This is it. I did it for another online writing contest, the theme was to pic a tarot card from the major arcana. I obviously chose the lovers. -Sigh- writing contests I tend to do a a lot of those.

The Lovers

How long had they been running? Running from fear, from pain, from those who would hurt them if they could? She did not know, all she knew was that if they kept running they might never stop. And as she lay in his arms at night and slowly wept herself to fear filled sleep part of her longed to stop running, to save him from the agony of uncertainty, of never knowing what was around the next corner of what might happen if he left her side for more than a minute. But another more selfish part of her whispered to let it go on, forever to let them run and to live in fear, but also to live with those precious few moments of happiness they had, those few moments of joy and wonder when they made love and when he held her in his arms. It was a decision she knew she could not make every time she met Klaus’ eye’s and guilt overwhelmed her.

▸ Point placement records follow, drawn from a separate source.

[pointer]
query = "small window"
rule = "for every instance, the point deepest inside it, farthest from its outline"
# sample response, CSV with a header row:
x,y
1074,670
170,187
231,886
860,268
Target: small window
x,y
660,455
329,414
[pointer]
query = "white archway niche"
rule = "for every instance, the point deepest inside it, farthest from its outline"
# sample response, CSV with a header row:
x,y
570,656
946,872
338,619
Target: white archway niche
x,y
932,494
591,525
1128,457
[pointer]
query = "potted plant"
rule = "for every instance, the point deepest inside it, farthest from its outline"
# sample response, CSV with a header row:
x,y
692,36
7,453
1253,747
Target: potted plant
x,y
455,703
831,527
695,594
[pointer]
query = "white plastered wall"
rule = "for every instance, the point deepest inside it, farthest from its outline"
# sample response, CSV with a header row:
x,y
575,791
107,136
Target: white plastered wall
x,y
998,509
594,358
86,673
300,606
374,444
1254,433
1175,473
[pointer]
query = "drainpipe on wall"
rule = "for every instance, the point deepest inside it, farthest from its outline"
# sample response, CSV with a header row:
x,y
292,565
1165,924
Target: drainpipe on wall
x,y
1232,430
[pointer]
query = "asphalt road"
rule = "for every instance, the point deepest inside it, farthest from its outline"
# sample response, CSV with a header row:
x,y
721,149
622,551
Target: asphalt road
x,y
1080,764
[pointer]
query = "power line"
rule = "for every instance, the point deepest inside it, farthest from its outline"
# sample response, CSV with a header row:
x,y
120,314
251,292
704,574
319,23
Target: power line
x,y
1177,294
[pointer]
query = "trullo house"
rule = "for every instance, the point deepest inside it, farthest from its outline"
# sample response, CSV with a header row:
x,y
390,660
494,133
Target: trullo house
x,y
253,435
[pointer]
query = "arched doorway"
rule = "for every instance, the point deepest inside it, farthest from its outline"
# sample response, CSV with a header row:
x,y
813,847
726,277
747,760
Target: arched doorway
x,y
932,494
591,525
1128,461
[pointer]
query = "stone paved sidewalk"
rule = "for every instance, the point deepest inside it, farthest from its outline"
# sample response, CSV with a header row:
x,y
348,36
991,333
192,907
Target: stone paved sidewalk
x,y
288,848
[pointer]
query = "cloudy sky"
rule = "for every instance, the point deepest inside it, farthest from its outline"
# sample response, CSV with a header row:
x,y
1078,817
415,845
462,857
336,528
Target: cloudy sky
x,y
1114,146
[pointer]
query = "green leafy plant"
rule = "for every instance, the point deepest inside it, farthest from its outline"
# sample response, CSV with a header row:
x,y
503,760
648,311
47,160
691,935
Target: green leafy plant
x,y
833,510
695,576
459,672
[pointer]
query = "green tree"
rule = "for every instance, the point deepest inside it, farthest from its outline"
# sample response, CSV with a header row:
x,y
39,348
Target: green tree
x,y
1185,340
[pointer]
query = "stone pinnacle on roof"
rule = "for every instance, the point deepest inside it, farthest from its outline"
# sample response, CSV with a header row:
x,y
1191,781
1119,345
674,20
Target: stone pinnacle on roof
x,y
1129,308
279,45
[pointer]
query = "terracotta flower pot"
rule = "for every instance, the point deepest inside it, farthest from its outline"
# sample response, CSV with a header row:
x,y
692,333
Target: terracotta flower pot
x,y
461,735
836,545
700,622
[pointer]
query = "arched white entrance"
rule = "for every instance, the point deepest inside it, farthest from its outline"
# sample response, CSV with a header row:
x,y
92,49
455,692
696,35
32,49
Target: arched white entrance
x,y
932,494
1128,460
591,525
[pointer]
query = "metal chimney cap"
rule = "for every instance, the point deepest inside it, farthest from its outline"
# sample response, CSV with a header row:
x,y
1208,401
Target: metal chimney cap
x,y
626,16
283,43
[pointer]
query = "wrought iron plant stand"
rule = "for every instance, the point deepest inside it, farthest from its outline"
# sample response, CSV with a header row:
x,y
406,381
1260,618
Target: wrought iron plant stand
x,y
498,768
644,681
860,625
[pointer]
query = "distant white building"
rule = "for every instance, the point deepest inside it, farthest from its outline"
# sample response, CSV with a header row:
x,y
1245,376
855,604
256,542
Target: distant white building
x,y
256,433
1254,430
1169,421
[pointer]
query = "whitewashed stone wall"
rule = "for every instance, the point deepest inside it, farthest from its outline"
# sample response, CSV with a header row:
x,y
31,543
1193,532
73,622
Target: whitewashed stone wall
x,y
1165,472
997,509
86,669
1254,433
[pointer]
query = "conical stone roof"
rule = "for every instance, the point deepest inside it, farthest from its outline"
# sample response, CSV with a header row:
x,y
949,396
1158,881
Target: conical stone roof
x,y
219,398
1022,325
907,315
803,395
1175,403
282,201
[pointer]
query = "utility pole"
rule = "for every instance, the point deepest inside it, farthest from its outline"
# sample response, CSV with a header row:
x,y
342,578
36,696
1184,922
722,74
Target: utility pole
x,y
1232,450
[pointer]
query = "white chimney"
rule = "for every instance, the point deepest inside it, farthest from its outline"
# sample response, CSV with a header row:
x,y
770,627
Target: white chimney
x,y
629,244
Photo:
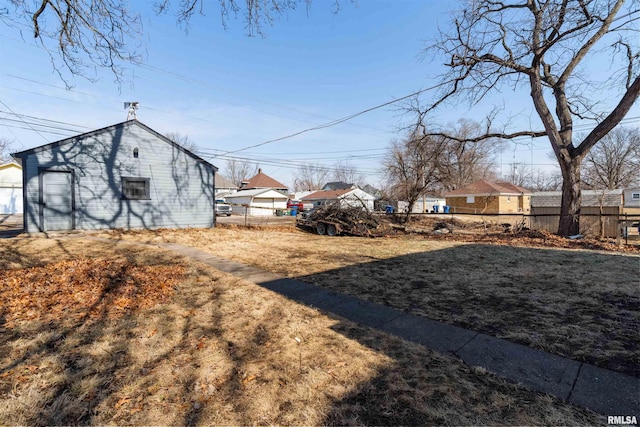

But she didn’t have to make that choice now, it had been made for her. It had been made in the most permanent way possible. Klaus’ body laying blood soaked in her arms as he slowly slipped away the stars going out behind his eyes one blinking light at a time, the blood stained mess of what could once have been a shirt laying in tatters around them, a large wickedly sharp and rather bloody knife laying a distance away in the corner of the bathroom. A single piece of pasteboard left by the killer floating across the floor on a bloody river, a last mocking taunt. Shuddering she picked up the blood stained card and stared down at it, etched crudely and covered in blood she could barely make out the words, They tore a bitter mock of a laugh from her throat as she bent over and wept, the card clutched in her hand against Klaus’ chest. The Lovers it read. She wept harder as she thought of it and pulled him closer soaking what was left of his shirt with her tears. He gripped at her feebly as his lasts breath came in short gasps of pain riddled air.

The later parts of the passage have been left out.